After dropping information minister Sanjay Bandekar, who had defected the Congress on 21 October 2000 along with three others to join the BJP government, chief minister Manohar Parrikar alleged the former had been hobnobbing with Congress leaders for the last six months.
"I was also not happy for almost eight months with his performance in the ministries of information as well as civil supplies", Parrikar told a hurriedly convened press conference in the evening. He describes Bandekar as a restless and irreparable case.
This was a third term of Bandekar as the minister, after becoming the minister in 1991 when he defected from the then Maharashtrawadi Gomantak Party to join the Congress and then again as the Congress minister in 1994.

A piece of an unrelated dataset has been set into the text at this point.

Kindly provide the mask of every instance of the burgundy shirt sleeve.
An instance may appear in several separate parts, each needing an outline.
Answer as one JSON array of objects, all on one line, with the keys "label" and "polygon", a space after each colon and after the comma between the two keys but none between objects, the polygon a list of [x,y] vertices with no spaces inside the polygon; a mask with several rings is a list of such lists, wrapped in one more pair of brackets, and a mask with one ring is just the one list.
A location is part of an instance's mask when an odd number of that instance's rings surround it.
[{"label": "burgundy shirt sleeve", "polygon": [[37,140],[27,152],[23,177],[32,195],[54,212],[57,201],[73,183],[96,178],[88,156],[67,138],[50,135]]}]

Though he somehow managed to retain his Canacona seat in 1999 polls, BJP candidate Vijay Pai Khot had posed a serious challenge before him. In order to push the latter as the candidate once again, it appears that Bandekar has now been denied the BJP ticket.
"I tried my level best to get him ticket, but failed miserably", said Parrikar, confirming that he will not get the BJP ticket. Bandekar, who was away in his constituency in the border taluka of South Goa, was however not available for comments.
His close associates however claim that Bandekar has already managed to get the Congress ticket through a Delhi businessman from Suri Group, who has set up a five star hotel in Canacona. The action of dropping him has thus not come as a surprise in his camp.
Unlike Bandekar and Jose Philip D'Souza, who quit the cabinet post and party on 3 March, the BJP has however already confirmed tickets to two one-time Congressmen defectors - industries minister Shaikh Hassan Haroon and housing minister Babu Azagaonkar, a dalit.
The sword of uncertainty of getting BJP tickets however still hangs on three more ministers including water resources minister Ramakant Khalap, former union law minister, who even airdashed the national capital last month to argue his case before the central BJP leaders.
Speculations are also on that Parrikar plans to drop transport minister Pandurang Raut, belonging to the MGP, along with his party colleague and Economic Development Corporation chairman Sudin Dhawalikar, who had supported the BJP government.